The other thing that I love is svn move file_old file_new. Finally, it's easy to move files. No need to delete a file from the repository and add it back to the repository with a new name like in CVS. Now don't get me wrong, if you watch the output of this SVN command, you will see that it will do something like this:

D old_fileA new_file

So what's the difference? Isn't this just a shortcut then really? Well, no. SVN keeps track that the newly added file is actually apart of the deleted file. And it's not just files, directories also can be moved and copied.
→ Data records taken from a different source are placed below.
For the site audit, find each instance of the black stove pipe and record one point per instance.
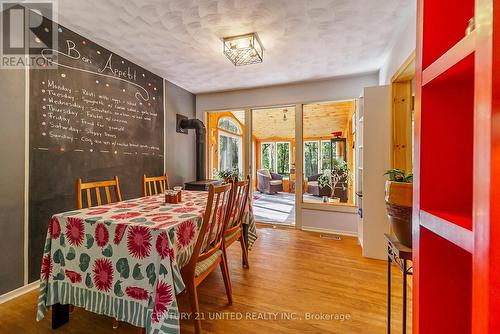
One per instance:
(201, 131)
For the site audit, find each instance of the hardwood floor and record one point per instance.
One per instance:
(292, 273)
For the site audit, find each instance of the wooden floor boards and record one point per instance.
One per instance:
(293, 274)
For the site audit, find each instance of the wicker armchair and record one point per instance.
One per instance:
(269, 183)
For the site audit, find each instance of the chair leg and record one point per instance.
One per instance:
(225, 275)
(244, 252)
(195, 308)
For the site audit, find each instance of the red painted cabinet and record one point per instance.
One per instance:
(456, 224)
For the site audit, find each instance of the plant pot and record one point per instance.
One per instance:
(399, 200)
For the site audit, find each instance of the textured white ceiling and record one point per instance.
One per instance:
(180, 40)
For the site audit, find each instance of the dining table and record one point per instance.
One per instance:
(123, 259)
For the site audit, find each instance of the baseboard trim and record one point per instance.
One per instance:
(329, 231)
(19, 292)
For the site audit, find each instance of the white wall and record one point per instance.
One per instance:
(324, 90)
(401, 48)
(344, 223)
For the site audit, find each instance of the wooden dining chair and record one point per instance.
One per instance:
(209, 251)
(155, 185)
(97, 186)
(234, 230)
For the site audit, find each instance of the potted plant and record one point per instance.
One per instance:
(332, 177)
(227, 174)
(399, 201)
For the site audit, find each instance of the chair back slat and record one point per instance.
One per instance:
(108, 194)
(98, 196)
(214, 223)
(155, 185)
(89, 198)
(240, 198)
(97, 186)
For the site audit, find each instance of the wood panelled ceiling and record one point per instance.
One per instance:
(320, 120)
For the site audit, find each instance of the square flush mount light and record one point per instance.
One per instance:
(244, 49)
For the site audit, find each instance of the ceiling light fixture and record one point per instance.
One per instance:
(244, 49)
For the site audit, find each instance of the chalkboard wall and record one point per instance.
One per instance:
(93, 115)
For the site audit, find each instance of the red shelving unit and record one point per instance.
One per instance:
(456, 213)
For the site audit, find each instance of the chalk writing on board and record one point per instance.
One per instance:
(73, 53)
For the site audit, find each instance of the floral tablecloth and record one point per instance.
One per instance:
(123, 259)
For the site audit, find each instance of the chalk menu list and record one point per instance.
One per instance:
(94, 115)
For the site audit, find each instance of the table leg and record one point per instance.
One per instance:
(404, 296)
(60, 315)
(389, 295)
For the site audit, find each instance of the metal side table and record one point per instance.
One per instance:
(399, 255)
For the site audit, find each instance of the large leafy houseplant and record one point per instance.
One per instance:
(398, 199)
(227, 174)
(332, 177)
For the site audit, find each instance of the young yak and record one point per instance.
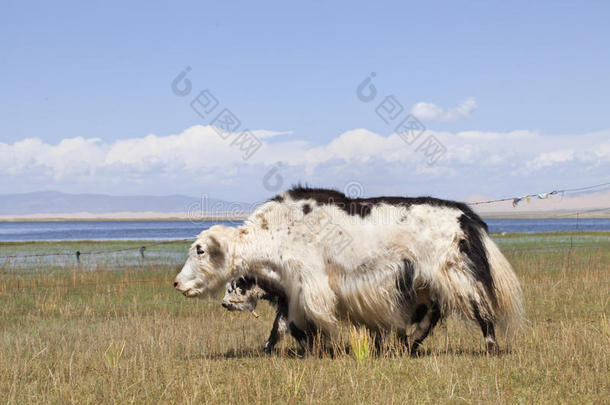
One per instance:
(243, 293)
(389, 263)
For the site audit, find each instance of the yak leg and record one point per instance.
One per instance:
(280, 326)
(426, 317)
(487, 327)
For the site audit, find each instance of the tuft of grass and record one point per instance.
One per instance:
(113, 330)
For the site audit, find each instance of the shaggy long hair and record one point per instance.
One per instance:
(389, 263)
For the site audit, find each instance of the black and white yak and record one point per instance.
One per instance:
(388, 263)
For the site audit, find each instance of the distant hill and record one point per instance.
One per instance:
(54, 202)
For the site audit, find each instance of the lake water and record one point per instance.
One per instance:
(173, 230)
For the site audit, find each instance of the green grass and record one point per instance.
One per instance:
(110, 332)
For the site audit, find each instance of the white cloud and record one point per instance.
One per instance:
(547, 159)
(431, 112)
(199, 159)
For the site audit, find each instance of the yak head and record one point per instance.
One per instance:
(209, 263)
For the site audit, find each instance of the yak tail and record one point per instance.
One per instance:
(509, 311)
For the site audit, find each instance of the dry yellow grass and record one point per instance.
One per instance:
(70, 335)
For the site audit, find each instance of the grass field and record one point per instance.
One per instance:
(112, 330)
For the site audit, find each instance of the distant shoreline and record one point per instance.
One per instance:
(125, 216)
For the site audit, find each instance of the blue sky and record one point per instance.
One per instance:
(80, 78)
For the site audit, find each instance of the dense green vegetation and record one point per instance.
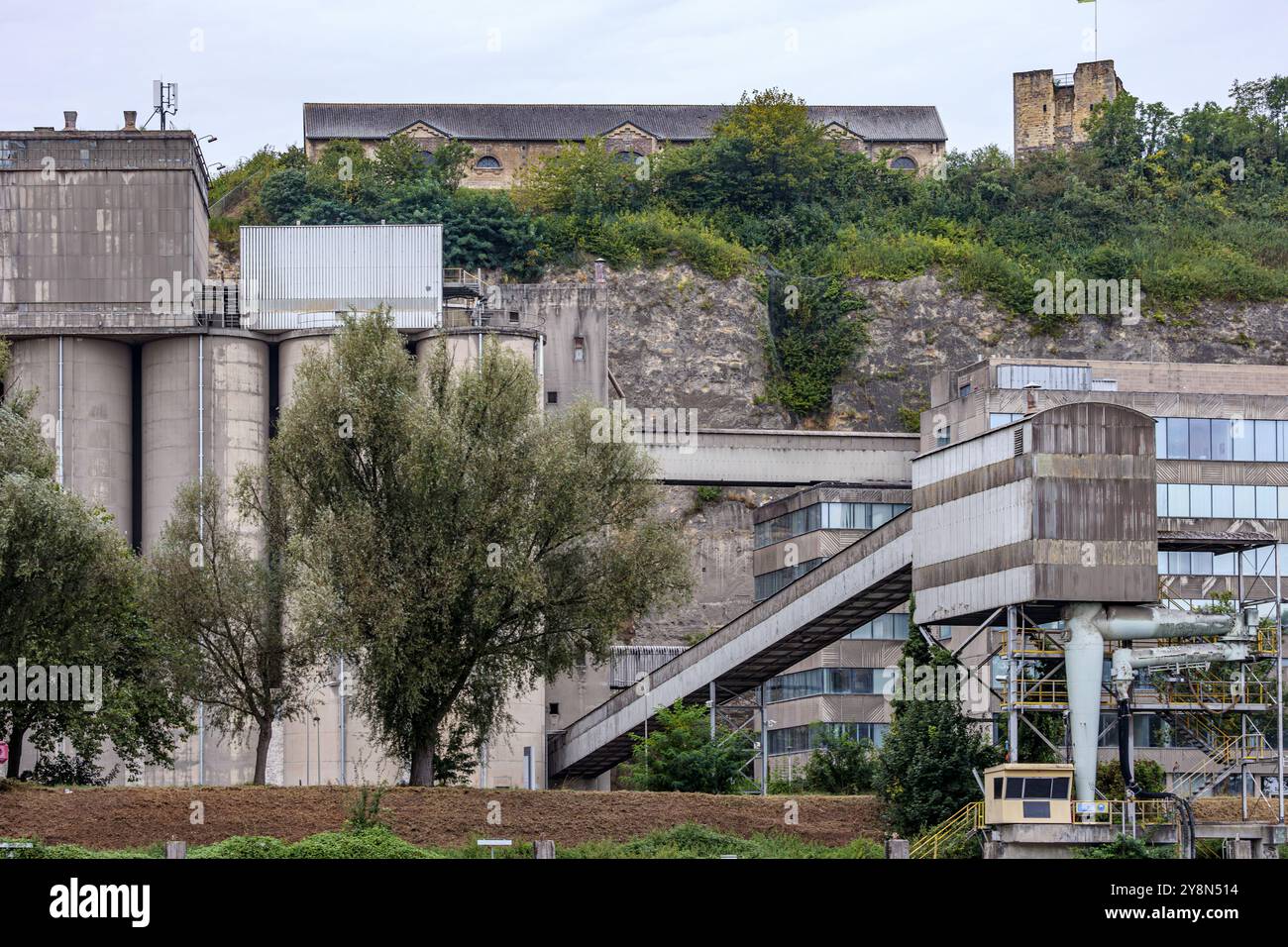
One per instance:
(682, 841)
(1193, 204)
(925, 770)
(679, 755)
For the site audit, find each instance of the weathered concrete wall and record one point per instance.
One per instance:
(95, 410)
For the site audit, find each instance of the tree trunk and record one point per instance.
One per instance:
(423, 764)
(14, 770)
(266, 737)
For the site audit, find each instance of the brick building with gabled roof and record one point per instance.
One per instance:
(507, 137)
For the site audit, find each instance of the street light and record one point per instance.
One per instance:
(317, 725)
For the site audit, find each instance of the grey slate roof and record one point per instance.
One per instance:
(549, 123)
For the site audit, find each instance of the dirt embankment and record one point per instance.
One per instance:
(128, 817)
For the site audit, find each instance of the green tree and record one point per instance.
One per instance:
(455, 541)
(764, 158)
(679, 754)
(581, 179)
(68, 596)
(450, 163)
(398, 159)
(220, 605)
(840, 764)
(925, 770)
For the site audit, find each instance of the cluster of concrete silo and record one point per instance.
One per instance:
(132, 424)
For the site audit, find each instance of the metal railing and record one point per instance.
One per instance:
(949, 832)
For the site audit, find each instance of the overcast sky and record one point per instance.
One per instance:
(245, 67)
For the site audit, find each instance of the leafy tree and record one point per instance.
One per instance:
(679, 754)
(398, 159)
(450, 162)
(68, 596)
(764, 157)
(442, 543)
(926, 763)
(483, 228)
(220, 605)
(60, 770)
(284, 195)
(840, 764)
(584, 180)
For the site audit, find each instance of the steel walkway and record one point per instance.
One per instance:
(864, 579)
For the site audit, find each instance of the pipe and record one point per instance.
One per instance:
(58, 433)
(1279, 677)
(201, 527)
(1133, 789)
(344, 729)
(1083, 661)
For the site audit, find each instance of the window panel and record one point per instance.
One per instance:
(1177, 437)
(1201, 438)
(1222, 446)
(1241, 434)
(1266, 438)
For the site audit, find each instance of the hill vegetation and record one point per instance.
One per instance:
(1194, 205)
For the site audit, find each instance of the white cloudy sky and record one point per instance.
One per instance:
(245, 65)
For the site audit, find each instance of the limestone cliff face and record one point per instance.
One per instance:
(679, 338)
(682, 339)
(719, 538)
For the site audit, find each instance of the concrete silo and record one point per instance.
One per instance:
(84, 406)
(205, 407)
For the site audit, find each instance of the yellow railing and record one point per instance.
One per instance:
(1149, 812)
(1206, 692)
(957, 826)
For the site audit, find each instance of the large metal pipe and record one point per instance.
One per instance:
(1091, 625)
(1083, 663)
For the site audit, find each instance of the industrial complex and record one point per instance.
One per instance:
(1063, 528)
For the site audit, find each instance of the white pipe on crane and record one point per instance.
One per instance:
(1091, 625)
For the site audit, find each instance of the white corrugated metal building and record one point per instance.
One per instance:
(308, 275)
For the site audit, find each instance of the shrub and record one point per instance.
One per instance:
(243, 847)
(1127, 847)
(366, 843)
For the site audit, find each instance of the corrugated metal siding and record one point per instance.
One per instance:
(301, 277)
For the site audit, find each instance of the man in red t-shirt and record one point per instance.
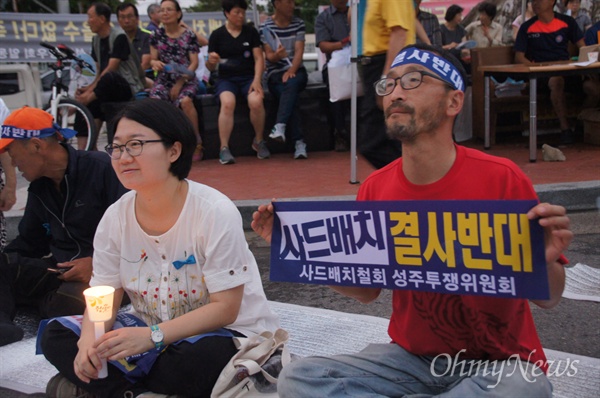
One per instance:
(456, 345)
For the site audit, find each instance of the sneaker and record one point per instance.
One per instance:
(262, 152)
(60, 387)
(567, 137)
(300, 152)
(225, 156)
(277, 134)
(341, 145)
(9, 333)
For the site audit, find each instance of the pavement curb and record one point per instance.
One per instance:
(575, 196)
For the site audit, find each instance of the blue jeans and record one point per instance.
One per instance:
(387, 370)
(287, 95)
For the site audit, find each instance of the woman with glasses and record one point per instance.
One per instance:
(178, 249)
(174, 55)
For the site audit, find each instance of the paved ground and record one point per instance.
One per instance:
(573, 326)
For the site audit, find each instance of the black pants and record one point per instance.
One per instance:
(373, 141)
(26, 281)
(185, 369)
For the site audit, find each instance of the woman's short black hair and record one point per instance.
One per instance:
(170, 123)
(124, 6)
(229, 5)
(102, 10)
(452, 12)
(177, 7)
(488, 8)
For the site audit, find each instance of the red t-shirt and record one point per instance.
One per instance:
(430, 324)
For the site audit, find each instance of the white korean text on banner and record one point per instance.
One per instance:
(21, 33)
(458, 247)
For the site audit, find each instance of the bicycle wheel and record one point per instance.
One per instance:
(71, 114)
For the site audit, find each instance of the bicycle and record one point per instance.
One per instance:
(67, 112)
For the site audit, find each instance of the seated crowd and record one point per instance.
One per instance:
(175, 249)
(244, 62)
(550, 31)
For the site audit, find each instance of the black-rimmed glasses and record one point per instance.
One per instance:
(408, 81)
(133, 148)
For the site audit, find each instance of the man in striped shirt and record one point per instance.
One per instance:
(283, 39)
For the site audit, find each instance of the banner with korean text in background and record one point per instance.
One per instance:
(457, 247)
(21, 33)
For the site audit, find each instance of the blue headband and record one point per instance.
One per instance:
(435, 63)
(17, 133)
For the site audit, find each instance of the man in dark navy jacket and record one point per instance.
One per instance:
(545, 38)
(49, 263)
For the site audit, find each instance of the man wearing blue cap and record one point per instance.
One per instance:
(441, 344)
(49, 263)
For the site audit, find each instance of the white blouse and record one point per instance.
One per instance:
(169, 275)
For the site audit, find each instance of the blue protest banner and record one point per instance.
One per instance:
(457, 247)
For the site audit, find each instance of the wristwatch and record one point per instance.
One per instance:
(157, 336)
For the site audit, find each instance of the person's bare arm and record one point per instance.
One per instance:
(557, 238)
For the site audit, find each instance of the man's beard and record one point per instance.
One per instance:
(428, 121)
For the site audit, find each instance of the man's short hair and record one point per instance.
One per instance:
(124, 6)
(229, 5)
(488, 8)
(102, 10)
(153, 9)
(452, 12)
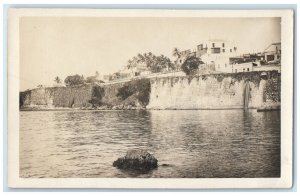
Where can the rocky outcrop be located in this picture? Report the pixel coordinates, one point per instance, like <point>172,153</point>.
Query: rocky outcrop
<point>139,160</point>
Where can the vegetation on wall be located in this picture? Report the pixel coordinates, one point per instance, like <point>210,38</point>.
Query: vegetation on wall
<point>140,89</point>
<point>191,65</point>
<point>97,94</point>
<point>152,62</point>
<point>74,80</point>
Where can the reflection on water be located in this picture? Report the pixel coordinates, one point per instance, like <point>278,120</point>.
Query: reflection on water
<point>194,143</point>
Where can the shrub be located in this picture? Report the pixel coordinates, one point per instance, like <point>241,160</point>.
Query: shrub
<point>191,65</point>
<point>141,88</point>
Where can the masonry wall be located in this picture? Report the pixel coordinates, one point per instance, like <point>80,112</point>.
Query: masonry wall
<point>217,91</point>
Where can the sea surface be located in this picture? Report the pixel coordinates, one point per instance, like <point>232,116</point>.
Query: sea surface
<point>191,143</point>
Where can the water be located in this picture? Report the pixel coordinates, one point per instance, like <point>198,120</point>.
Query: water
<point>195,143</point>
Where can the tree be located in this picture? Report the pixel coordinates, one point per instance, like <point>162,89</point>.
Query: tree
<point>191,65</point>
<point>57,80</point>
<point>74,80</point>
<point>176,53</point>
<point>91,79</point>
<point>151,61</point>
<point>96,74</point>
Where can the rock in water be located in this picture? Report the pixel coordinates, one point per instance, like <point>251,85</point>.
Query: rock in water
<point>136,160</point>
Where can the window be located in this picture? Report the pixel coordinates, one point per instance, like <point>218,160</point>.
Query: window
<point>216,50</point>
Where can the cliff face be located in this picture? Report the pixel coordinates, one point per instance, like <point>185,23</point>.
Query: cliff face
<point>241,90</point>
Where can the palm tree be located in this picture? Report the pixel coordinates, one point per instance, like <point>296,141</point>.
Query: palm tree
<point>57,80</point>
<point>176,53</point>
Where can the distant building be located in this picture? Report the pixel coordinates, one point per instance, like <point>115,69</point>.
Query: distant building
<point>272,54</point>
<point>214,53</point>
<point>269,59</point>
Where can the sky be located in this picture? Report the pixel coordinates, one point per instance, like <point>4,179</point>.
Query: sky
<point>62,46</point>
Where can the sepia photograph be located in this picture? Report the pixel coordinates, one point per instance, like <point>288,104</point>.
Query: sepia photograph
<point>151,95</point>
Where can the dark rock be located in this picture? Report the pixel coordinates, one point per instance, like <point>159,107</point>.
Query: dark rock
<point>136,160</point>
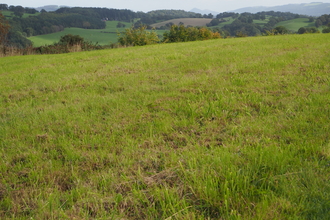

Finally, there is svn resolved. So let's say that two people have checked out some code. Person A makes some changes and submits it. Person B also has it checked out and makes some changes to the same files. SVN will attempt to merge the files if it can do it safely, which by the way has been pretty good; no complaints yet. But sometimes there are conflicts which arise when the code cannot safely be merged. So Person A commits his/her changes back to the repository. Now Person B commits his/her changes. Upon doing so, he/she should see a message something like:

C same_file

It is up to Person B to resolve this conflict because his/her code will not be able to go into the repository until that happens. SVN will create a few extra files; same_file.mine, same_file.rXX, same_file.rXY, for when you want to see what you did, what the code was like before you edited it, and what the code is like now that someone made changes to it. So Person B merges the code so that all is well in the world. All he/she has to do now is run svn resolved same_file and the conflict will be removed so that the file can now be put in the repository. The other nice thing that this does is remove those extra files that SVN created when it found the conflict.

While this is an overview, nothing beats the comprehensive list of commands.